Bréviaire romain · Matines · Temps après la Pentecôte
IVe dimanche après la Pentecôte
Semiduplex
Bréviaire romain, MatinesLeçons 7 à 9 des Matines
Ô craignez donc pour le navire où la sagesse dirige, où les faux enseignements ne sont pas connus, et où la foi gonfle les voiles. Comment sera-t-elle troublée, elle dont le Seigneur est Lui-même le sûr fondement de l’Église ? C’est là où la foi est faible qu’il y a la crainte ; là où l’amour est parfait, il y a la sécurité. Il est ordonné à beaucoup de gens de lâcher leurs filets, mais à Pierre seulement de « se lancer dans l’abîme », c’est-à-dire dans les profondeurs de la doctrine. Qu’y a-t-il de si profond, en effet, que de contempler la profondeur de toutes les richesses, de reconnaître le Fils de Dieu, et d’assumer la confession de sa génération divine ? C’est une chose que l’esprit n’est pas capable de saisir par les recherches de la raison humaine, mais qui est embrassée par une foi sincère.

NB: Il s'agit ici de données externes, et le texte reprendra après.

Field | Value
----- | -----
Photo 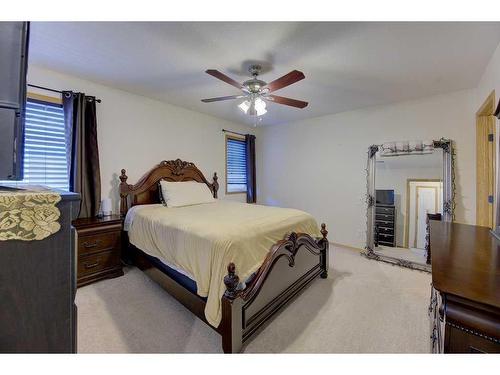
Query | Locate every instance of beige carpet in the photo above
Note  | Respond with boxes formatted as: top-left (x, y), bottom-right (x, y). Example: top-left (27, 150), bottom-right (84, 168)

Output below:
top-left (76, 247), bottom-right (431, 353)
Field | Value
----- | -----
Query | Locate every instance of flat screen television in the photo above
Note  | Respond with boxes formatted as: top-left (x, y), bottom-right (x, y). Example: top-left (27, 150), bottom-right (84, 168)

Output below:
top-left (0, 22), bottom-right (29, 181)
top-left (375, 190), bottom-right (394, 205)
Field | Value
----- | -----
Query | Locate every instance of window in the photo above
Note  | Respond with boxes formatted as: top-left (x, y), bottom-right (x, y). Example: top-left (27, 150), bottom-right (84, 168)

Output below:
top-left (226, 136), bottom-right (247, 193)
top-left (0, 98), bottom-right (69, 190)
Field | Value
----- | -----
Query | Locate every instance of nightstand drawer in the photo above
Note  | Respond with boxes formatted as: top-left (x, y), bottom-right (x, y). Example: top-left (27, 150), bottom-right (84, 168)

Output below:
top-left (78, 232), bottom-right (120, 255)
top-left (78, 250), bottom-right (121, 277)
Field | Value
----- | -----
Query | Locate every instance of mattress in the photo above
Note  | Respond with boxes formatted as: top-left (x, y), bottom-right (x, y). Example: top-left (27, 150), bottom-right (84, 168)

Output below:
top-left (124, 200), bottom-right (319, 327)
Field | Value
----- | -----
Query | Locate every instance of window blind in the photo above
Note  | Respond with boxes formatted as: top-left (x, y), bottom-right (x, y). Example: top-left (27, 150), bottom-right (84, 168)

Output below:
top-left (226, 137), bottom-right (247, 193)
top-left (23, 99), bottom-right (69, 190)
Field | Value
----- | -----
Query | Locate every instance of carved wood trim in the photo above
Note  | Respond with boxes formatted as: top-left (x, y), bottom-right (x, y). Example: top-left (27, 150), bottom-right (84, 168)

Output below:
top-left (224, 223), bottom-right (328, 304)
top-left (120, 159), bottom-right (219, 215)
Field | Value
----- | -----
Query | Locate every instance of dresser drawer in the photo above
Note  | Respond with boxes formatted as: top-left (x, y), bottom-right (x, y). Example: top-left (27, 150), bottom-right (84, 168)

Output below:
top-left (78, 250), bottom-right (121, 277)
top-left (78, 232), bottom-right (120, 255)
top-left (375, 206), bottom-right (394, 215)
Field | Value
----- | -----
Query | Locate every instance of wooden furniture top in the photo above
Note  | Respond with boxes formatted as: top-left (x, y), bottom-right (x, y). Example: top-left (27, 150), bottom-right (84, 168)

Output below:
top-left (72, 215), bottom-right (122, 229)
top-left (430, 220), bottom-right (500, 308)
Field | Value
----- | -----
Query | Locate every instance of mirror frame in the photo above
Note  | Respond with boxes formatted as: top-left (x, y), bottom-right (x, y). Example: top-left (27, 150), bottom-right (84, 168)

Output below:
top-left (361, 138), bottom-right (455, 272)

Et même s’il ne m’est pas donné de savoir comment il est né, je ne peux ignorer qu’il est né. Je ne sais pas quel a été l’ordre de sa génération, mais je reconnais la source de sa génération. Personne n’a assisté à l’engendrement du Fils de Dieu par le Père, mais l’Église s’est tenue prête à entendre le Père témoigner que celui-ci est son Fils bien-aimé. Si nous ne croyons pas Dieu, qui croirons-nous ? Car ce que nous croyons vient de la vue ou de l’ouïe, la vue est souvent trompée, mais « la foi vient de l’ouïe ». (Rm X, 17.)